From criminals to hacktivists.
The Wall Street Journal has an interview with Dmitry Smilyanets, a reformed Russian cybercriminal who, having served his US sentence, now works for security firm Recorded Future. He offers some insight into the nexus between the Russian underworld and Russia's security services, and on the ease with which criminal gangs shifted into nominal hacktivist mode during Russia's war against Ukraine.
The connection is close but complicated. “If we talk about financially motivated hackers, what happens is directly or indirectly," Smilyanets said, "they know someone from the government and they pass information or help in this or other cases. It doesn’t mean they’re employed [or] it doesn’t mean they’re on a paycheck with the state but there is a connection. Sometimes we see it clear, sometimes not.”
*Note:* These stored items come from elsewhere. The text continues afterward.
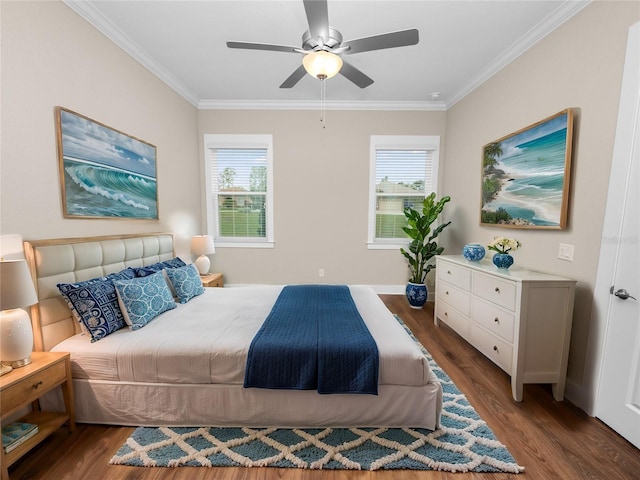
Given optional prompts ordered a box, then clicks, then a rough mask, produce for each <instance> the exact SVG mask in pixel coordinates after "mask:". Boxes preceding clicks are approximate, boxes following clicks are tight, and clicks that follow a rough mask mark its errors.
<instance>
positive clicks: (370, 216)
mask: <svg viewBox="0 0 640 480" xmlns="http://www.w3.org/2000/svg"><path fill="white" fill-rule="evenodd" d="M438 145H439V139H438V137H415V136H406V137H397V136H393V137H386V136H375V137H372V142H371V150H372V152H371V175H370V212H369V245H378V246H388V247H389V248H391V247H393V248H395V247H396V246H397V245H399V244H403V243H406V239H407V236H406V234H405V233H404V231H403V230H402V227H405V226H406V225H407V222H406V219H405V216H404V209H405V208H406V207H408V206H411V207H413V208H415V209H421V208H422V201H423V199H424V198H425V197H426V196H427V195H429V194H430V193H431V192H433V191H435V188H436V184H437V157H438Z"/></svg>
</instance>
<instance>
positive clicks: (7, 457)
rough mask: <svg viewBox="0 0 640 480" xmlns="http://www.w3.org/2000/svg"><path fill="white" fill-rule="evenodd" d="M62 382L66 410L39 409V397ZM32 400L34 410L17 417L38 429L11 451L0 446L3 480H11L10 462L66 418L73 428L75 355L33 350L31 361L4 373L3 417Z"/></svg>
mask: <svg viewBox="0 0 640 480" xmlns="http://www.w3.org/2000/svg"><path fill="white" fill-rule="evenodd" d="M58 385H62V394H63V396H64V404H65V412H62V413H58V412H42V411H39V410H37V409H36V405H37V403H36V402H37V400H38V399H39V398H40V397H41V396H42V395H44V394H45V393H47V392H49V391H51V390H53V389H54V388H55V387H57V386H58ZM30 403H31V404H32V408H33V409H34V411H32V412H30V413H28V414H27V415H25V416H24V417H22V418H20V419H18V420H16V421H19V422H27V423H35V424H36V425H38V433H37V434H36V435H34V436H33V437H31V438H29V439H28V440H26V441H25V442H24V443H22V444H21V445H20V446H18V447H17V448H16V449H15V450H12V451H11V452H9V453H7V454H5V453H4V449H3V448H1V447H0V459H1V460H2V462H1V463H2V480H9V466H11V465H13V464H14V463H15V462H16V461H18V460H19V459H20V457H22V456H23V455H24V454H25V453H27V452H28V451H29V450H31V449H32V448H33V447H35V446H36V445H37V444H39V443H40V442H41V441H42V440H44V439H45V438H47V437H48V436H49V435H50V434H51V433H53V432H54V431H56V430H57V429H58V428H60V427H61V426H62V425H63V424H64V423H65V422H68V425H69V431H70V432H72V431H73V430H74V428H75V407H74V404H73V385H72V383H71V358H70V355H69V354H68V353H63V352H33V353H32V354H31V363H30V364H29V365H26V366H24V367H20V368H15V369H13V370H12V371H11V372H9V373H7V374H6V375H3V376H1V377H0V412H1V417H0V418H1V419H2V420H3V421H4V419H5V418H6V417H8V416H9V415H11V414H12V413H15V412H16V411H18V410H20V409H22V408H24V407H26V406H28V405H29V404H30Z"/></svg>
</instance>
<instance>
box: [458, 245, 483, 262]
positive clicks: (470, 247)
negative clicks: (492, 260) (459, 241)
mask: <svg viewBox="0 0 640 480" xmlns="http://www.w3.org/2000/svg"><path fill="white" fill-rule="evenodd" d="M484 254H485V250H484V247H483V246H482V245H480V244H479V243H467V244H466V245H465V246H464V247H462V256H463V257H464V258H466V259H467V260H469V261H470V262H479V261H480V260H482V259H483V258H484Z"/></svg>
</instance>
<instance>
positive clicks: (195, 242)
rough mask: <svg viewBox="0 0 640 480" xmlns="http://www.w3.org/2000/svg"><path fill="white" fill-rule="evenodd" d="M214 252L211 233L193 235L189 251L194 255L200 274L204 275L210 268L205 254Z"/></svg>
mask: <svg viewBox="0 0 640 480" xmlns="http://www.w3.org/2000/svg"><path fill="white" fill-rule="evenodd" d="M215 252H216V248H215V247H214V245H213V237H212V236H211V235H195V236H194V237H192V238H191V253H192V254H193V255H196V256H197V257H198V258H196V261H195V262H194V263H195V264H196V268H197V269H198V272H199V273H200V275H206V274H207V273H209V269H210V268H211V260H209V257H207V255H211V254H213V253H215Z"/></svg>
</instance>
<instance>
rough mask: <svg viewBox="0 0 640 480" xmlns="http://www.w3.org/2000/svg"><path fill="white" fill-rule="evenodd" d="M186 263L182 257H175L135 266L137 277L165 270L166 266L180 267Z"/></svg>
mask: <svg viewBox="0 0 640 480" xmlns="http://www.w3.org/2000/svg"><path fill="white" fill-rule="evenodd" d="M185 265H186V263H184V262H183V261H182V259H181V258H180V257H175V258H172V259H171V260H166V261H164V262H158V263H153V264H151V265H145V266H144V267H135V268H134V271H135V274H136V277H146V276H149V275H153V274H154V273H156V272H159V271H160V270H164V269H165V268H179V267H184V266H185Z"/></svg>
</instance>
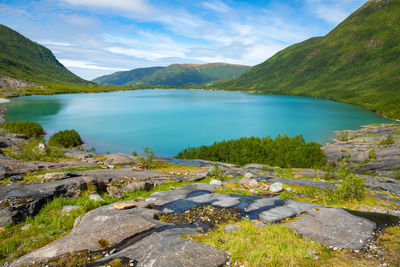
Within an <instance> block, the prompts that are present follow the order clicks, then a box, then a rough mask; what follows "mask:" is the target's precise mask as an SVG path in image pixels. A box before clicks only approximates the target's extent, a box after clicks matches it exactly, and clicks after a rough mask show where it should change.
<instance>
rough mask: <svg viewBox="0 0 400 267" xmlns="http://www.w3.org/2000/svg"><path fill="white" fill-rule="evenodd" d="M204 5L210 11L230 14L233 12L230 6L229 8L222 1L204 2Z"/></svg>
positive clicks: (202, 3) (212, 1)
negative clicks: (228, 13) (208, 9)
mask: <svg viewBox="0 0 400 267" xmlns="http://www.w3.org/2000/svg"><path fill="white" fill-rule="evenodd" d="M202 5H203V6H204V7H206V8H208V9H211V10H213V11H216V12H220V13H229V12H232V11H233V10H232V9H231V8H230V7H229V6H227V5H226V4H225V3H223V2H222V1H211V2H203V3H202Z"/></svg>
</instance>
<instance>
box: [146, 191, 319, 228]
mask: <svg viewBox="0 0 400 267" xmlns="http://www.w3.org/2000/svg"><path fill="white" fill-rule="evenodd" d="M213 191H214V186H212V185H208V184H191V185H188V186H184V187H181V188H178V189H176V190H173V191H161V192H156V193H153V194H152V195H150V196H149V197H148V198H146V201H147V202H152V203H154V204H155V205H157V206H158V208H159V209H160V210H161V211H163V212H165V213H172V212H174V213H182V212H185V211H186V210H189V209H191V208H192V207H194V206H198V205H212V206H217V207H222V208H238V209H240V210H241V211H242V214H243V216H248V217H249V218H250V219H259V220H262V221H265V222H276V221H282V220H284V219H286V218H288V217H293V216H296V215H297V214H299V213H303V212H307V211H310V210H312V209H313V208H316V207H319V206H318V205H316V204H313V203H308V202H301V201H294V200H285V199H282V198H281V197H280V196H274V197H265V198H262V197H256V196H243V195H236V194H219V193H212V192H213Z"/></svg>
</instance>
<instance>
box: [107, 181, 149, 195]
mask: <svg viewBox="0 0 400 267" xmlns="http://www.w3.org/2000/svg"><path fill="white" fill-rule="evenodd" d="M154 184H155V183H154V182H153V183H152V182H150V181H140V180H137V179H135V178H126V177H125V178H123V179H121V180H118V181H115V182H112V183H109V184H108V186H107V193H108V195H109V196H110V197H114V198H123V197H124V194H125V192H128V191H137V190H149V189H150V188H152V187H153V186H154Z"/></svg>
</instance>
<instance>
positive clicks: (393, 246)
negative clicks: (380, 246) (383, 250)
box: [378, 226, 400, 266]
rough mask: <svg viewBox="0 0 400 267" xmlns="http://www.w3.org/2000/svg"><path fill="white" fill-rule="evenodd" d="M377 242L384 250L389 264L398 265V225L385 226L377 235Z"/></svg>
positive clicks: (397, 265)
And they needed little or no inducement to turn to patriotic hacktivism. "When Russia attacked Ukraine, some groups there declared loyalty to the Russian government. …Those groups, they consist not only of Russian criminals. They consist of former Soviet Union bloc citizens, including [from] Ukraine.” The ransomware gangs found it an easy transition to make. “I don’t see Russia asking them directly because that’s not what’s really happening. What I see, a lot of groups who made some money with ransomware, they decided to be loyal to the state and create hacktivism. Instead of making money, they create destruction, they develop new ransomware payloads that have no intention to decrypt. That’s malware to disrupt the network, not to ask for ransom. That’s growing, unfortunately. This war caused a lot of hatred on both sides, people just jumping into this boat of hacktivism without thinking of consequences.”